Wetland − Am nächsten Morgen fahren wir in den Staat Louisiana ein. Der Interstate ist über weite Strecken auf Stelzen angelegt, um die riesige Sumpflandschaft überhaupt passierbar zu machen. Im Visitor Center erkundigen wir uns über Sehenswürdigkeiten in Louisiana und die aktuelle Lage in den von Katrina verwüsteten Küstenregionen. Wir erfahren, dass praktisch alle Strassen wieder offen sind. Wegen der Sicherheit bräuchten wir uns ebenfalls keine Sorgen zu machen, solange wir ein paar Regeln beachten. So werden wir wahrscheinlich New Orleans auslassen und je nach Ort in ein Motel ausweichen, anstatt im Auto zu pennen .

Unser erstes Ziel in Louisiana ist Lafayette. Hier verabreden wir uns für morgen mit einem Bootsführer für eine Sumpftour. An der Küste von Louisiana münden viele Flüsse, darunter der Mississippi, in den Golf von Mexiko und lassen grosse Flussdeltas entstehen. Nebenarme, die langsamer fliessen als der Hauptfluss oder solche, die ganz vom Hauptarm abgetrennt sind, nennt man Bayous. Sie sind der Lebensraum für viele verschiedene Arten von Vögeln, Aligatoren, Krebsen (crawfish) etc. Wir dürfen also gespannt sein auf den morgigen Ausflug...

 

Scharf − Den heutigen Tag überbrücken wir mit dem Besuch von Avery Island. Auf der kleinen Insel befindet sich der Firmensitz von McIlhenny Co, dem Hersteller der weltbekannten Tabascosaucen. Die Fabrik steht interessierten Besuchern offen. Zuerst bekommt man einen kurzen Film über die Geschichte der Insel und des Betriebs gezeigt. Danach erhält man Einblick in die Produktionsstätte. Leider stehen heute (Sonntag) die Maschinen und Fliessbänder still. Am Schluss des Rundgangs hat man im Showroom anhand von Ausstellungsgegenständen, historischen Dokumenten und verschiedenen Spielen nochmals die Möglichkeit, das Wissen über die Geschichte und Herstellung der Tabascosaucen zu vertiefen.

Die Firma McIlhenny Co wurde 1868 auf Avery Island gegründet und ist bis heute in Familienbesitz geblieben. Der genaue Herstellungsprozess sowie die Rezeptur der original Tabasco Pepper Sauce ist ein streng gehütetes Firmengeheimnis. Bekannt ist, dass die Tabascosauce ausschliesslich aus Essig, zerstossenen, reifen Chilis und Salz ohne Zusatz von Konservierungsmitteln oder Farbstoffen hergestellt wird. Der besondere Geschmack der Sauce entwickelt sich durch den Fermentierungsprozess, den der Chilisud während seiner bis zu dreijährigen Lagerung in Eichenfässern durchmacht. Die für die Sauce verwendeten Chilis stammen von Pflanzen, deren Zucht der Firma unterliegt. Ein Teil wird direkt auf der Insel angebaut, die grössere Menge jedoch stammt aus Lateinamerika. Das verwendete Salz wird aus den Salzvorräten von Avery Island gewonnen.

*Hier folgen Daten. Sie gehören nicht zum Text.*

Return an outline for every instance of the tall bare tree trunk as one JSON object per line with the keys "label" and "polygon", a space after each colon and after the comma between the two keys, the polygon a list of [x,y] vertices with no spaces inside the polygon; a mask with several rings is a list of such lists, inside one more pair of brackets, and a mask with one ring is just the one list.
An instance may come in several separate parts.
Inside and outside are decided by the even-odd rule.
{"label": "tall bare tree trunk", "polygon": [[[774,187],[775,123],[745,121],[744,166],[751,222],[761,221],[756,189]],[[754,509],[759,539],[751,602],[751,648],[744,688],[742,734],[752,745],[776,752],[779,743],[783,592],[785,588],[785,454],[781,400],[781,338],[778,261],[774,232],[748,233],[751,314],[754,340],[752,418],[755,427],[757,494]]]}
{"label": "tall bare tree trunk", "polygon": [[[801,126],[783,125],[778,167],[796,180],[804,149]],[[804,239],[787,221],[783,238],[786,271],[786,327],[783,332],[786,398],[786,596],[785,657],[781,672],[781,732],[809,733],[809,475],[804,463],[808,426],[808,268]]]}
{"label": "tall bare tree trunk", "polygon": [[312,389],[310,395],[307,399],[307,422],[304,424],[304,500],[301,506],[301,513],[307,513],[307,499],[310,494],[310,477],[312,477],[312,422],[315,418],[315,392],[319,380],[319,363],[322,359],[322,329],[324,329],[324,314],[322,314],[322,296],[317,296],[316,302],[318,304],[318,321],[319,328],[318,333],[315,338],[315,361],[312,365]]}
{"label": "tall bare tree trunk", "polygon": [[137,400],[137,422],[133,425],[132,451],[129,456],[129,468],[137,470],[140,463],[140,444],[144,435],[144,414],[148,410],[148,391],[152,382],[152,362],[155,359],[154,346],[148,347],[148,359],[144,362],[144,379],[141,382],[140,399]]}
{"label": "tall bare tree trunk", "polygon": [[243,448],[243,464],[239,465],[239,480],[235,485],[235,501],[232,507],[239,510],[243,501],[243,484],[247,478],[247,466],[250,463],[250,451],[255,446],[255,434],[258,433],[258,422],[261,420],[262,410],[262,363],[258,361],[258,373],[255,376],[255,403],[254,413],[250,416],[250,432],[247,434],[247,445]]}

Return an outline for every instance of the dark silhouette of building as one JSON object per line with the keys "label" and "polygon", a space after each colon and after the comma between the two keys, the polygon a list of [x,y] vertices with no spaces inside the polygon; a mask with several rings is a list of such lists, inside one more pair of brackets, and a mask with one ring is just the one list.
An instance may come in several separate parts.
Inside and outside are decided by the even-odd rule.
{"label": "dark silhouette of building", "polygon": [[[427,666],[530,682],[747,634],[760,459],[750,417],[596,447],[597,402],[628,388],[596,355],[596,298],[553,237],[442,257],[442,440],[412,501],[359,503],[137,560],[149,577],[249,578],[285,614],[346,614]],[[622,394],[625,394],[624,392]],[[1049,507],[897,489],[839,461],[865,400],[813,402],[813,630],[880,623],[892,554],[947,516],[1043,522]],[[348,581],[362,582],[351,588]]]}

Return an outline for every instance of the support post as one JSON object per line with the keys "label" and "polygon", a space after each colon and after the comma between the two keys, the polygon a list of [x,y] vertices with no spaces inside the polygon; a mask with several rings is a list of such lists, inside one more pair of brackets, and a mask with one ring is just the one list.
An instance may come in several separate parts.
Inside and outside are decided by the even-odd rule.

Die Tabascosaucen werden heute in über 160 Länder exportiert. Alle Flaschen werden hier auf Avery Island abgefüllt. Zur original Tabasco Pepper Sauce kommen seit 1993 immer neue Saucen mit speziellen Geschmacksrichtungen (Knoblauch, Sweet & Spicy etc) hinzu. Im Tabasco Country Store können wir die verschiedenen Saucen probieren. Am besten schmeckt uns die Tabasco Chipotle Pepper Sauce, mit ihrem leicht rauchigen Geschmack. Der Firmenladen bietet nebst Saucen auch unzählige andere Souvenirs im Zusammenhang mit Chili und Tabasco an. Markus kauft sich eine Krawatte mit Tabasco Motiv. Damit wird er zurück im Büroalltag bestimmt scharf aussehen ;-)

 

New Iberia − Auf dem Rückweg nach Lafayette halten wir in New Iberia. Der Sonntag ist auch hier spürbar. Der Ort wirkt ruhig, es sind nur wenige Passanten unterwegs. Hinter einem Zaun versteckt sich die historische Residenz «Shadows-on-the-Teche». Eine Säulenfront und eine grosse Veranda lassen das Haus wohlhabend erscheinen. Da wir auf unserem Weg durch die Südstaaten sicherlich noch mehr solcher «Plantation Houses» sehen werden, verzichten wir vorerst auf eine kostenpflichtige Führung.

 

Super Bowl Sunday − Heute Abend findet in den USA eines der wichtigsten Sportereignisse des Jahres statt. Der Super Bowl ist das Finale der American-Football-Profiliga (National Football League NFL). Er findet jeweils am ersten Sonntag im Februar statt und erreicht in den Vereinigten Staaten regelmässig die höchsten TV-Einschaltquoten des Jahres. Für manche hat der Super Bowl Sunday gar den Status eines inoffiziellen nationalen Feiertages erreicht und man munkelt, dass in diversen nordamerikanischen Grossstädten der Wasserdruck während der Halbzeit gefährlich nachlasse, weil dann viele Fernsehzuschauer gleichzeitig die Toilette benutzen.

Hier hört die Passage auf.